After eating a late afternoon snack at the Native American ruins and taking some time to check them out, we headed back down the stream and looked for a place to camp.  We found a nice spot for the bivy sacks, ate dinner, then wandered down the creek a little ways before we crawled into the bags and  went to sleep.  Of course at 6:30, we weren't all that tired so we watched the stars for a while before settling down to sleep.  Clear Creek was definitely warmer than our night in the Mazatzal Mountains, but camping by the creek lead to a bit more humidity and condensation was soon forming on the inside of my bag.  The way to deal with condensation is to open up your bivy sack and get more air flow, but this also means a colder night.  Fortunately, it wasn't all that cold and I slept nearly the entire night without waking up.
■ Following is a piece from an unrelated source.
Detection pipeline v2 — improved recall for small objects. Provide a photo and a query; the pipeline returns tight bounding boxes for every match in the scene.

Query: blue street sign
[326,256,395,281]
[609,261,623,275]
When morning came we packed up quickly and were soon on the trail heading of the Clear Creek drainage.  Breakfast was chilly but it didn't take long for us to warm up on the climb and start shedding clothes.  After a couple short stop to lose some clothes, we were cruising along the Tonto Platform enjoying a warm sunny morning in the canyon.  We didn't see anyone until we were descending down toward Phantom Ranch where we filled up our bottles and started the climb back up to the South Rim.


Getting under way

Up and out

The Tonto Platform

Just upstream from Phantom Ranch
We started the hike up to the South Rim and decided to just eat on the walk to save some time so we munched on sunflower seeds, dried fruit, and jerky for the first section of the climb.  Once we reached the Tipoff we caught up with a group of mules who were only a couple hundred yards ahead of us.  Initially we were worried we'd be eating dust to the rim, but as soon as we caught up to the mules the skinners stopped the train and let us by.  What great guys!  Jacob and I continued on the long sunny section up to Skeleton Ridge and then on to Cedar Ridge where the cool air from the rim was finally starting to come down.  The climb was pretty uneventful as we saw quite a few people and mostly just chugged along.  The one mind boggling thing was the people, well, the canyon is mind boggling too.  First, you have no clue how many people where yak tracks to the bottom on the Canyon.  Maybe the first mile was icy.  Also there was this older dude who was wheeling something like a wheelbarrow full of stuff down the Kaibab.  I kid you not.  First, I don't think you can have wheeled vehicles in the canyon.  Second, how was he going get that think out?  Last, if your one mile into the canyon after noon, I sure hope you can make it to the bottom.  Anyhow, we were nearly out and ready to jog the last couple miles along the rim back to the car when we hit mule train number 2.  These were not the supply mules this time, but the touring group.  Anyhow, I have no doubt they cost us 15 minutes in the last quarter mile.  I don't think mules should be in the canyon at all, but this group really pissed us off.  Anyhow, we enjoyed a quick jog along the rim and hopped in the car much sooner than anticipated.